In a state where the modulation current of n times the current Iset by the current source I141 of the current setting circuit 14 is supplied to the differential output circuit 13 in this way, the differential circuit comprising the transistors Q131 and Q132 of the differential output circuit 13 is switched and driven in accordance with the input level of the drive signal D so as to drive the laser diode LD to emit light.
Specifically, when drive signals D and DB are supplied to the input circuit 11 at a high level (H) and a low level (L), respectively, the current flowing in the transistor Q111 side is increased (transistor Q111 becomes ON state) and the current flowing in the transistor Q112 side is reduced (transistor Q112 becomes OFF state).
As a result, the collector current of the transistor Q111 is increased, the transistor Q121 of the level shift circuit 12 becomes the OFF state, and there is a level shift (voltage drop here) at the transistor Q123 serving as the diode. This is supplied to the base of the transistor Q132 of the differential output circuit 13.
At this time, the transistor Q124 of the level shift circuit 12 becomes a high state. This is supplied to the base of the transistor Q131 of the differential output circuit 13.
Accordingly, the current flowing in the transistor Q131 of the differential output circuit 13 is increased (transistor Q131 becomes ON state) and the current flowing in the transistor Q132 side is reduced (transistor Q132 becomes OFF state).
As a result, the laser diode LD emits light.
On the other hand, when drive signals D and DB are supplied to the input circuit 11 at a low level (L) and a high level (H), respectively, the current flowing in the transistor Q112 side is increased (transistor Q112 becomes ON state), and the current flowing in the transistor Q111 side is reduced (transistor Q111 becomes OFF state).
As a result, the collector current of the transistor Q112 is increased, the transistor Q122 of the level shift circuit 12 becomes the OFF state, and the input signal subjected to the amplification action is further shifted in level (voltage drop here) at the transistor Q124 serving as the diode and supplied to the base of the transistor Q131 of the differential output circuit 13.
At this time, the transistor Q123 of the level shift circuit 12 becomes a high state. This is supplied to the base of the transistor Q132 of the differential output circuit 13.
Accordingly, the current flowing in the transistor Q132 of the differential output circuit 13 is increased (transistor Q132 becomes ON state), and the current flowing in the transistor Q131 side is reduced (transistor Q131 becomes OFF state).
As a result, the laser diode LD does not emit light.
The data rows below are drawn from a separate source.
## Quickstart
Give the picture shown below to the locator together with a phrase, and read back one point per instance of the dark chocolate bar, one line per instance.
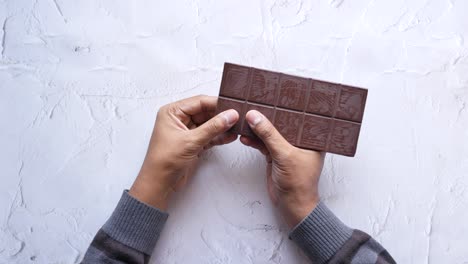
(310, 114)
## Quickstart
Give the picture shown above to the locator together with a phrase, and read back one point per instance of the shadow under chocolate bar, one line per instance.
(310, 114)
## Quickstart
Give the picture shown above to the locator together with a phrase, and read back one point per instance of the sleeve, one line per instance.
(130, 234)
(325, 239)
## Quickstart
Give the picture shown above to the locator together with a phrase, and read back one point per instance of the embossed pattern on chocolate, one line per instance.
(310, 114)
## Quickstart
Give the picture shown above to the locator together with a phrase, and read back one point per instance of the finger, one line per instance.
(265, 130)
(202, 117)
(197, 104)
(222, 139)
(254, 143)
(215, 126)
(271, 186)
As described above, by switching the differential pair of transistors Q131 and Q132 of the differential output circuit 13 in accordance with the input level of the drive signals D and DB, the emission of light by the laser diode LD is controlled.
Along with the demands for reduction in the power consumption in recent years, however, a reduction of the power supply voltage (for example 3.3V) is also being sought for the drive circuit for light emitting elements used in optical communications, etc.
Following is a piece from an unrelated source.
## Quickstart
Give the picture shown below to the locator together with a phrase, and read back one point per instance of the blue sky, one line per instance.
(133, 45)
The problem when trying to realize this is the characteristic of the forward direction bias voltage (Vf) at the time of driving possessed by a laser diode or other light emitting element.
This forward direction bias voltage Vf must be as much as 1.8 to 2.0V for obtaining the desired light power over the entire temperature range, but it is difficult to satisfy this characteristic by a 3.3V power source in the drive circuit of the prior art mentioned above.
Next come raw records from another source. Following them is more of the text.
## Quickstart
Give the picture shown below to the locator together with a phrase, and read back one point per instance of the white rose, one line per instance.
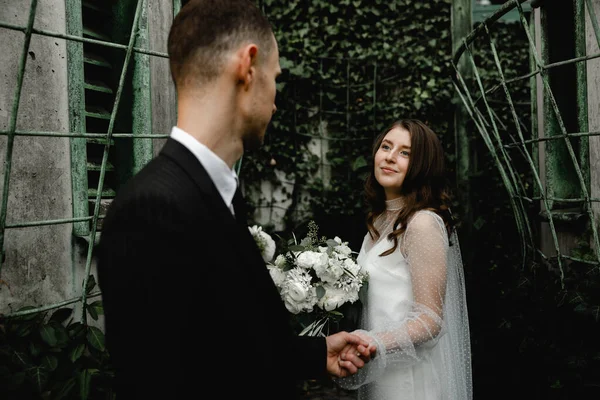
(334, 298)
(297, 292)
(280, 261)
(269, 246)
(277, 274)
(343, 249)
(311, 259)
(264, 241)
(331, 271)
Namely, as the circuit for setting the modulation current in the drive circuit 10 of the prior art, a current mirror circuit is used as mentioned above, but the voltage (V.sub.x) required for the constant current source comprising this current mirror circuit must be as low as about 1.0V (at the time of a low temperature and a large current). The Vf (V.sub.LD) of the drive transistor (Q131) can only be held at only 1.0V at the most.
Accordingly, in the drive circuit 10 of the prior art, it is impossible to obtain 2.0V for the voltage (V.sub.LD) to be supplied to the light emitting element when considering the temperature characteristic so far as a current mirror circuit is used.